Niobe pressed a finger to her lips, grabbed her gun from its holster, pulled the mask over her face, and slipped back in
to the living room. The gun was loaded. She deliberated for half a second, then switched to stun rounds. The knock came again, louder. She went to the window and pulled the curtains closed. The Carpenter stood by the door, hatchet in one hand and a small, crazed smile on his face. She came alongside him and held up a fist. On three, she mouthed. He nodded.
She held up one finger. One.
Who the hell could it be? Two.
She sucked in a lungful of air and slipped into shadow. The comforting dark embraced her, and she became part of the faded carpet. She sped through the crack under the door and got an image of the sleek surface of someone in a full bodysuit.
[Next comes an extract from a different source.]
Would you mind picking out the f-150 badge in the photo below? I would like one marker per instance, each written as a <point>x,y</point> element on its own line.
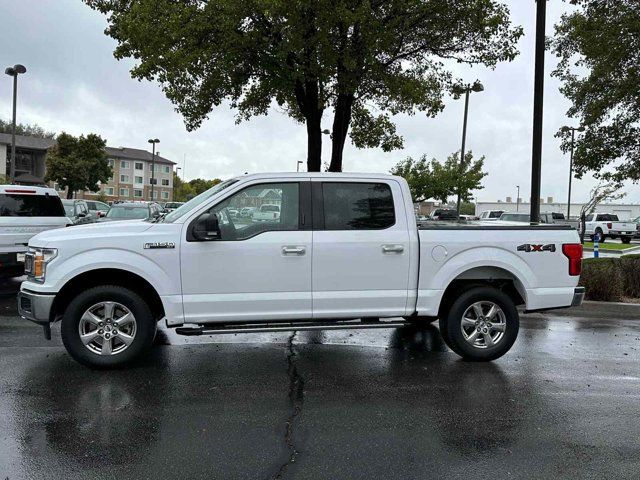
<point>536,248</point>
<point>160,245</point>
She darted between his legs and emerged from the shadow behind him.
Three.
The Carpenter jerked the door open, and at the same time she shoved the barrel of her gun against the stranger’s back. The man jumped, but before he could react, the Carpenter’s hand darted out, latched onto his shoulder, and hauled him inside. Niobe followed, gun pressed against the white bodysuit that covered every inch of skin.
She kicked the door shut behind her as the Carpenter pressed the man against the wall. The suited man was so tall she had to stretch to press the gun barrel against the side of his head. The masked man raised his arms, palms out, and said, “Jesus Christ, don’t shoot!”
It took her a moment to recognise him. “Quick-fire?”
“Bit far from the Blind Man’s territory, aren’t you, speedster?” the Carpenter said, the man’s suit fabric scrunched in his fist. “Get lost on your way to buy a pack of smokes?”
There was a patch on his suit covering the spot where Niobe’s stun round had hit him. That felt like years ago.
“Talk quick,” she said. “How do you know where I live?”
“The Blind Man.” His voice was clipped. “He knows all that sort of stuff.”
That son of a bitch. What else did he get when he was rooting around in her brain? Were her bloody memories not enough?
“What do you want, Quick-fire?” the Carpenter said.